Soler y Manonelles, Urbici. Sketch for “La Llama,” unrealized(?) bas-relief sculpture for Las Cristalerías Rigolleau, Buenos Aires, 1928. 7-7/8 x 9-1/16 in., pencil and white gouache on paper, very good, small closed tear to right edge. Signed lower right. With typed, detached caption identifying artist, date, and project, in Spanish.
Soler (1890-1953) was a classically trained Catalan sculptor involved in the Noucentisme movement. In 1925, influential Argentinian architect and urban planner Jorge Bunge invited him to Buenos Aires to collaborate on the ornamentation of a number of public buildings.This sketch may have been part of a proposed series of overdoor bas-relief panels for the headquarters of the glassmaker Cristalerías Rigolleau, a building designed by Bunge. The actual, finished panels represent various stages of traditional glassmaking in a style that differs greatly from this allegorical sketch.

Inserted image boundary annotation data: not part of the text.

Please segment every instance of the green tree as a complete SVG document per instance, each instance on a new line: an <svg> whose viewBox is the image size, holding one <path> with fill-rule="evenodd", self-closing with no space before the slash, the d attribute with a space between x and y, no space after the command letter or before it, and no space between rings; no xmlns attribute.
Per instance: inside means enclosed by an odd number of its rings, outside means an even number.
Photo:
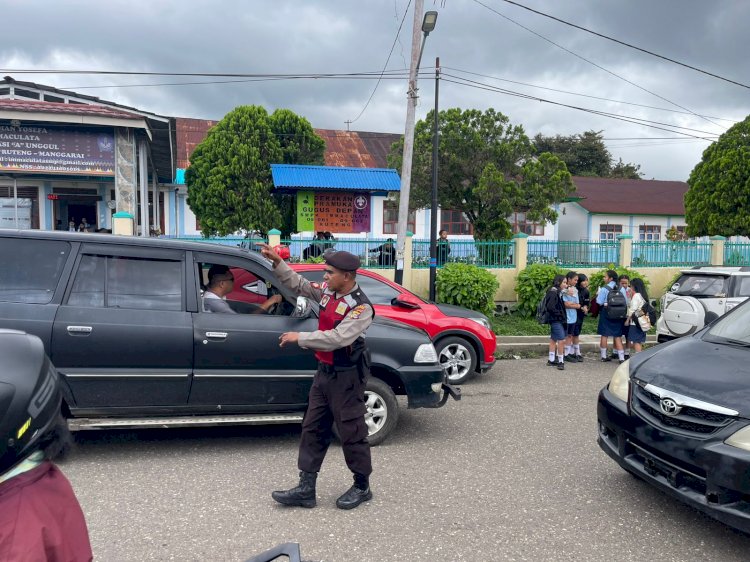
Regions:
<svg viewBox="0 0 750 562"><path fill-rule="evenodd" d="M321 163L324 149L307 119L289 110L269 115L260 106L240 106L227 113L195 148L185 173L188 205L203 235L293 231L293 201L272 193L270 165Z"/></svg>
<svg viewBox="0 0 750 562"><path fill-rule="evenodd" d="M640 172L641 165L640 164L626 164L622 161L622 158L620 158L617 161L617 164L612 166L612 169L609 171L609 177L610 178L623 178L627 180L639 180L641 179L641 176L643 175Z"/></svg>
<svg viewBox="0 0 750 562"><path fill-rule="evenodd" d="M750 236L750 116L711 144L688 178L688 236Z"/></svg>
<svg viewBox="0 0 750 562"><path fill-rule="evenodd" d="M415 127L410 204L430 204L432 130L434 113ZM440 144L438 200L443 209L463 211L478 239L508 238L514 211L531 220L557 220L550 205L575 190L564 162L542 154L537 158L531 140L520 125L494 109L439 113ZM403 141L394 143L388 156L400 170Z"/></svg>
<svg viewBox="0 0 750 562"><path fill-rule="evenodd" d="M551 152L560 158L574 176L594 176L602 178L640 179L640 165L624 163L622 158L613 165L602 131L585 131L580 135L534 137L538 152Z"/></svg>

Soler remained in Argentina until 1930, after which he traveled throughout the Americas, completing important important commissions in Peru, Mexico, and the US. Prevented from returning home by the Spanish Civil War, he lived a peripatetic life until eventually settling in El Paso, Texas, where he continued to work and teach until his death. El Paso is also the site of his most famous sculpture, Cristo Rey, commissioned as an anticommunist monument by a Catalan priest who led a congregation in Smeltertown.